14. Sandiwara

979 109 103
                                    

Ruang rawat inap itu mendadak suram, aura yang melingkupinya terasa begitu mencekam hingga membuat Juan bergidik. Entah hanya perasaannya saja, tapi sejak kedatangan seorang gadis yang tak lain dan tak bukan adalah sepupunya sendiri-- Henny, raut wajah kakaknya tampak begitu menakutkan.

Juan tak sengaja berjumpa dengan gadis itu saat dalam perjalanan menuju menuju ruangan sang kakak, tak terlalu memperhatikan tapi jika Juan tak salah lihat, Henny baru saja keluar dari poliklinik obstetri ginekologi saat itu. Mencoba berfikir positif, bisa saja Henny mempunyai masalah dengan alat reproduksi, toh bagian obgyn bukan diperuntukkan untuk orang hamil saja 'kan?

Mata Juwita seakan memancarkan laser ketika menatap Henny, sedang yang ditatap hanya mengulas senyum polos seperti yang biasa ia lakukan saat hubungan mereka masih baik-baik saja, sebelum menjadi seperti benang kusut seperti sekarang.

Mengingat apa yang sudah Henny lakukan, keinginan untuk melempar gadis ular itu keluar jendela lantai lima ini terasa begitu menggoda untuk dilakukan.

Pandangan Juwita beralih pada sosok laki-laki yang sedang duduk disamping ranjang, melihat betapa tenangnya suaminya ini berada disatu ruangan dengan istri beserta selingkuhannya sekaligus, membuat Juwita ingin sekali merampas pisau yang sedang ia gunakan untuk mengupas buah untuk ia tikamkan tepat dijantung lelaki itu.
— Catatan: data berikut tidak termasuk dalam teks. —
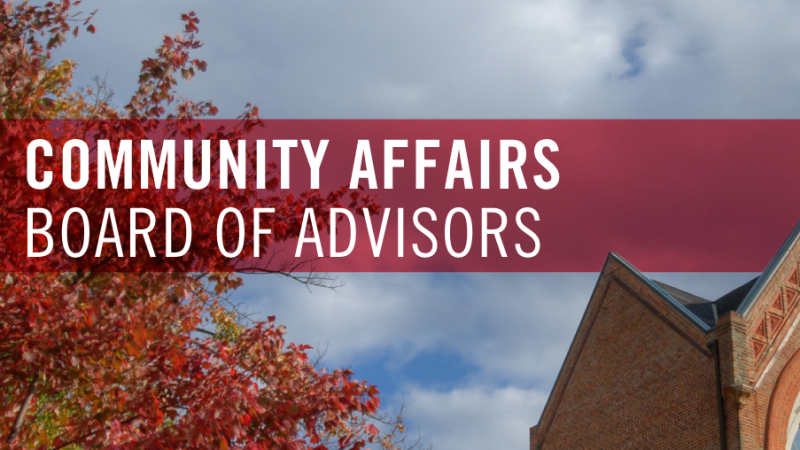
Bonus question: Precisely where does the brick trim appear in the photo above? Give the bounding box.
[764,351,800,450]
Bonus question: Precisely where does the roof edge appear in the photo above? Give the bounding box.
[736,221,800,316]
[609,251,716,333]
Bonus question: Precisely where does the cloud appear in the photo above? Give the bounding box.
[53,0,800,118]
[236,274,597,387]
[406,386,549,450]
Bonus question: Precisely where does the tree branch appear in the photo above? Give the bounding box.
[6,372,39,444]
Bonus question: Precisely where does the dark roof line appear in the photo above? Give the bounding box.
[736,222,800,316]
[609,252,713,332]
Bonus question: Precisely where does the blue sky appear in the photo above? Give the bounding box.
[48,0,800,450]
Pintar juga mereka bersandiwara.

Juwita menggelengkan kepala demi berusaha menjernihkan fikirannya, sepertinya syaraf-syaraf yang ada diotaknya banyak sekali yang konslet akibat terbentur hingga ide gila seperti itu mampu muncul.

"Kenapa sayang? Apa ada yang sakit?" Tanya Jake dengan raut khawatirnya sedang Juwita mendengus dalam hati.

Juwita kembali menggeleng "Aku mau ke toilet, nas bisa bantu aku?"

"Tentu, sayang" Jake meletakkan pisau beserta buah yang telah selesai ia potong keatas nakas, Juwita menurunkan kakinya bersiap untuk turun, namun Jake buru-buru menginterupsi.

"Ga usah jalan, biar mas gendong" Dari ekor matanya, Juwita bisa melihat Henny merotasikan bola mata. Juwita tak bisa untuk tak melemparkan senyum mengejek saat kedua netra mereka bertemu. Ia begitu puas melihat raut kesal yang gadis itu tunjukkan saat Jake mengangkat tubuhnya menuju kamar mandi.

Dan itu tak luput dari pandangan Juan yang duduk satu sofa bersama Henny. Ia bisa melihat dengan jelas ekspresi yang ditunjukkan sang kakak itu tertuju pada siapa.

"Mas madep sana" perintah Juwi saat sudah berada didalam.

Alis Jake terangkat "Kenapa? Kamu malu? Mas udah liat semua loh selama ini" sambungnya sambil terkekeh.

Sebelah tangan Juwi memegang botol infus hingga membuat ia kesusahan bahkan untuk sekedar membuka celana.

"Sini mas bantu" Jake berjongkok, membantu Juwi menurunkan celana lengkap dengan dalamannya.

Sialan, kenapa Juwita harus menjadi tak berdaya seperti ini. Ia menggerutu dalam hati saat melihat suaminya itu terus saja menatapnya bahkan saat ia sedang buang air kecil seperti sekarang.

Jake mengangsurkan beberapa lembar tisu pada Juwita sebelum kembali memasang celana wanita itu. Mengangkat tubuh istrinya yang ringan dengan sebelah lengan Juwita yang membelit lehernya.

"Mas pulang aja, ada Juan yang jagain aku disini" Bola mata Juwita bergulir kesamping "Ajak Henny sekalian"

"Mana mungkin mas ninggalin kamu disaat kayak gini" protes Jake "Atau mas minta dokter buat surat rujukan supaya kamu dipindahin ke Bandung aja?"

"Ga perlu mas, kamu denger sendiri kan tadi dokter bilang apa. Aku baik-baik aja, ga ada cidera fatal atau apapun itu. Bahkan harusnya aku bisa langsung pulang kalau mas ga bersikeras pengen aku di opname" Jake terdiam sejenak tampak berfikir.